子どもが不登校でフルタイム断念→退職、休職して貯金取り崩し生活… 働き方やかさむ出費に苦悩する親たちの切実な声
有休を使い切り、貯金を取り崩して生活
それでも、精神的に不安定でトイレや入浴も1人ではままならない状態になった娘の世話と仕事の両立は難しかった。有給休暇を使い切り、本来は対象外だが特例で認められた介護休職を選んだ。半年間の働き方の変化で収入は約300万円減り、貯金を取り崩して生活した。
市長に訴えたけれど…
担任との関係に悩んだのをきっかけに3年前から不登校になった松本市の小学6年、佐藤晴人さんの母春子さん(46)。

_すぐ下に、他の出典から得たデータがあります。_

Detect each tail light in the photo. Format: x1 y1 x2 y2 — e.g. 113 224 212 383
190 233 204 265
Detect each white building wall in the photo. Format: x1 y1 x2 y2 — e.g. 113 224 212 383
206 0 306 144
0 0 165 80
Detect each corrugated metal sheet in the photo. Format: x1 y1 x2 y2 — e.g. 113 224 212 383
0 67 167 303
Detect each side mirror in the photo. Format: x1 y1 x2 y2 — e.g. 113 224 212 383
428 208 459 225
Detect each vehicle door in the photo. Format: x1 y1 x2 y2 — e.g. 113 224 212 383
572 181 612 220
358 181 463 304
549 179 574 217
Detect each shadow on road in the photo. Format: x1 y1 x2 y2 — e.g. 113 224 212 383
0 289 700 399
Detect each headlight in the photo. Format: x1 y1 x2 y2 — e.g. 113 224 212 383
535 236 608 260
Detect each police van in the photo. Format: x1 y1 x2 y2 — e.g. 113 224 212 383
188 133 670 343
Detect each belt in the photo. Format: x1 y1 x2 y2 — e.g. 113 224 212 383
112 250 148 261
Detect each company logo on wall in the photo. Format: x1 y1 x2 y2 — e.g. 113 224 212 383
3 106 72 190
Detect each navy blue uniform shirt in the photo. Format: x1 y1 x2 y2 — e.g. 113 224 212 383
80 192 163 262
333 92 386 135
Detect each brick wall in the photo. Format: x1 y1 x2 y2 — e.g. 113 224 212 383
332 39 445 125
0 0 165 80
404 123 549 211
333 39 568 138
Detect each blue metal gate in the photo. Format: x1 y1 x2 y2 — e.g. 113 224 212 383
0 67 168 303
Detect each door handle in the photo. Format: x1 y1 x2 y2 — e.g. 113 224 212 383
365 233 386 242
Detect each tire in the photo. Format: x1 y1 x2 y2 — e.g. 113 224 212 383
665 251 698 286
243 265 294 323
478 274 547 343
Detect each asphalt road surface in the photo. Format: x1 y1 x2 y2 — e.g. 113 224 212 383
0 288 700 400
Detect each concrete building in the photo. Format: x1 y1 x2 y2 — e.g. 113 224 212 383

通い続けるのが難しかった教育支援センター(中間教室)について「小学校と同じ時間帯で開けられないか」「給食を届けられないか」「送迎バスを設けられないか」、不登校の子を持つ親が「仕事を続けられる支援を設けられないか」―。市政に関する提言や意見を市長に直接届ける「市長への手紙」でこう訴えた。
消極的に映った市教委の回答
2年半前に市教育委員会から書面で届いた回答は「利用時間の延長や送迎、昼食サービスは指導員の態勢などですぐの対応が難しい」「(民間の)バス停から1・2キロを歩いてほしい」「家から通える学校内にも中間教室がある」。学校に近づくことさえできない子を持つ春子さんにとっては消極的な姿勢に映った。
「何も変わっていない」
回答には「課題について、不登校支援の在り方を検討する」とあった。ただ2年たった今も「何も変わっていない」。佐藤さんは肩を落とす。
経済的な支援を検討
市教委は取材に「歩みは遅く、すぐの実現は難しいが支援の検討は進めている」と説明。フリースクールに通う子どもがいる家庭への経済的な支援を来年度に始められるよう、検討しているとした。 (文中仮名)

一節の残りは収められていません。